Here are the prime pirate hangouts of the Caribbean islands you need to explore…
If your favourite Pirates film is Curse of the Black Pearl (aka it’s all about the ship) – make a beeline for Barbados, where you can explore shipwrecks off the coast of the island. The waters around Barbados are packed full of coral reefs and wrecks for scuba divers to spot, with Carlisle Bay being the number one location for shipwrecks. There are also offshore caves in the area where buccaneers are said to have stashed their loot.
If you prefer being above the waters, join one of the many Jolly Rodger ship tours from Bridgetown, which offer everything from pirate party cruises and family trips, to shipwreck snorkelling tours.
Known as the ‘Hawaii of the Caribbean’, St Lucia’s stunning tropical landscape was made for swashbuckling-style adventures. There’s everything from dense rainforests and soaring mountains to sparkling waterfalls and secret coves. It’s no wonder that pirates rated the island as their hangout of choice.
Pigeon Island is a former pirate base turned national park. It’s full of vine-wrapped ancient forts and crumbling ruins dating back to the 1800s you can explore.
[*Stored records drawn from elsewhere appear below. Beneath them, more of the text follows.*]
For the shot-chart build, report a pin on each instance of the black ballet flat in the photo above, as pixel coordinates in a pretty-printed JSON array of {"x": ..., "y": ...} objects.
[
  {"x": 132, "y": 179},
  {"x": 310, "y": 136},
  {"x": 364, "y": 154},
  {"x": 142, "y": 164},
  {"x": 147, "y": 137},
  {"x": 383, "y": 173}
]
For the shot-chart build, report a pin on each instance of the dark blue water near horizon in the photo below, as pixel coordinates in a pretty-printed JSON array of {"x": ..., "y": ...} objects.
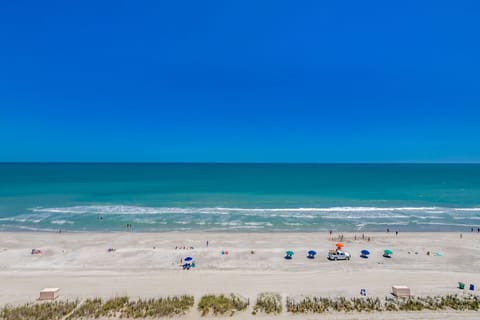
[{"x": 238, "y": 197}]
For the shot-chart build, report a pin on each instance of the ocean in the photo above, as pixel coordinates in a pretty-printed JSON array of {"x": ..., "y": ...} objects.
[{"x": 239, "y": 197}]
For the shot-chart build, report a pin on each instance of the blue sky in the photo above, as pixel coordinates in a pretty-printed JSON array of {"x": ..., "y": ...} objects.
[{"x": 261, "y": 81}]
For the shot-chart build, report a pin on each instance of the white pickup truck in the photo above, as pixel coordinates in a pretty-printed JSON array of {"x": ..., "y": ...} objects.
[{"x": 338, "y": 255}]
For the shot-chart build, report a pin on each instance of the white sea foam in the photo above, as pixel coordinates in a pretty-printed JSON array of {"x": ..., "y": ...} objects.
[
  {"x": 139, "y": 210},
  {"x": 233, "y": 218},
  {"x": 62, "y": 222}
]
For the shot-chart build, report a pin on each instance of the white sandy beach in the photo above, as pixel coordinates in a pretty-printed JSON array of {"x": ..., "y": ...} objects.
[{"x": 148, "y": 265}]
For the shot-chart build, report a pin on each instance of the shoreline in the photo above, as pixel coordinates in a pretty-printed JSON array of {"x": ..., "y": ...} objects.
[{"x": 145, "y": 265}]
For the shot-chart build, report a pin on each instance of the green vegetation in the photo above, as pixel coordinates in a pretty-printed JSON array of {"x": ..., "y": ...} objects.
[
  {"x": 320, "y": 305},
  {"x": 268, "y": 303},
  {"x": 122, "y": 307},
  {"x": 221, "y": 304},
  {"x": 38, "y": 311}
]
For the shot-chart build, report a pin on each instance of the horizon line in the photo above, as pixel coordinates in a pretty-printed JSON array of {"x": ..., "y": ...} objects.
[{"x": 240, "y": 162}]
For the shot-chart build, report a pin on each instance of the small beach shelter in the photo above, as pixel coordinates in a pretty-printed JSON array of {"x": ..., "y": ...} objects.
[
  {"x": 387, "y": 253},
  {"x": 364, "y": 253}
]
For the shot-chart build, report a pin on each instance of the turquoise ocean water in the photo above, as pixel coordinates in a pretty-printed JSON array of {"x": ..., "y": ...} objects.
[{"x": 239, "y": 197}]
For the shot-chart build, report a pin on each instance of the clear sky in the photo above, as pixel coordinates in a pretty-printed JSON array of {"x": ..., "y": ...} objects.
[{"x": 274, "y": 81}]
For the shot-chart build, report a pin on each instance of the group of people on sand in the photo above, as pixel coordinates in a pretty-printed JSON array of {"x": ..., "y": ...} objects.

Plus, there’s an old lookout point at the top of the fort where you can get views over the north-west coastline, and lots of hidden beach coves where you can search for buried treasure.
Stay at the Royalton St Lucia hotel in the aptly-named Smugglers Cove, to enjoy its luxurious setting and a private white-sand beach. Or, join our Black Magic pirate sailing excursion and spend the day living the pirate life on board a replica 16th-century galleon. You’ll sail along the west coast of St Lucia past the amazing Piton Mountains, learn to fire black powder cannons and take part in a treasure hunt. You’ll even be able to walk the plank if you dare.
Back in the day, bandits used Aruba as their main base for ambushing gold-carrying galleons from Spain. Pirates were a real problem in 17th-century Aruba, and to stop them, the Dutch built military tower Fort Zoutman in the capital city, Oranjestad. It’s the oldest structure on the island and is now a tourist attraction you can visit, with stout walls, colourful architecture and heavy cannons to explore. Museo Arubano nearby will give you a rundown of the island’s swashbuckling history, too.
You can also visit one of the places where pirates struck gold – the Medieval mine at Bushiribana. It’s a 15-minute drive from Palm Beach and more than three million pounds of gold was excavated from the area.
The Jamaican town of Port Royal, near Kingston, was once the pirate capital of the Caribbean – attracting famous pirates like Henry Morgan and Christopher Myngs. Today, the infamous pirate port is more of a quiet fishing village, but it’s still a must-visit if you’re a buccaneer buff, with a Maritime Museum and old fort to see. The town was destroyed by an earthquake in the 17th century, but there are plans to refurbish and restore it to its former glory.
Montego Bay, Jamaica’s second largest city, is another former pirate hangout and playground for the rich and famous. Here you’ll find Round Hill Fort, an 18th-century citadel, which protected the harbour from pirates and offers amazing views of Montego Bay and the city. There’s also Bloody Bay Beach in Negril, where John Rackham, commonly known as Calico Jack, was captured. Stay at the ClubHotel Riu Negril and you’ll be footsteps away from the powder white sand of Bloody Bay Beach.
Cuba is where you’ll find the best rum-based cocktails to enjoy along with a backing track of smooth salsa rhythms. You can visit the Havana Club Rum Museum in Cuba’s capital to learn all about the production processes and, of course, taste some too. Or, you can skip the learning bit and head to Café La Barrita – an old Barcardi distillery turned trendy bar where you’ll find some of the best Mojitos on the island.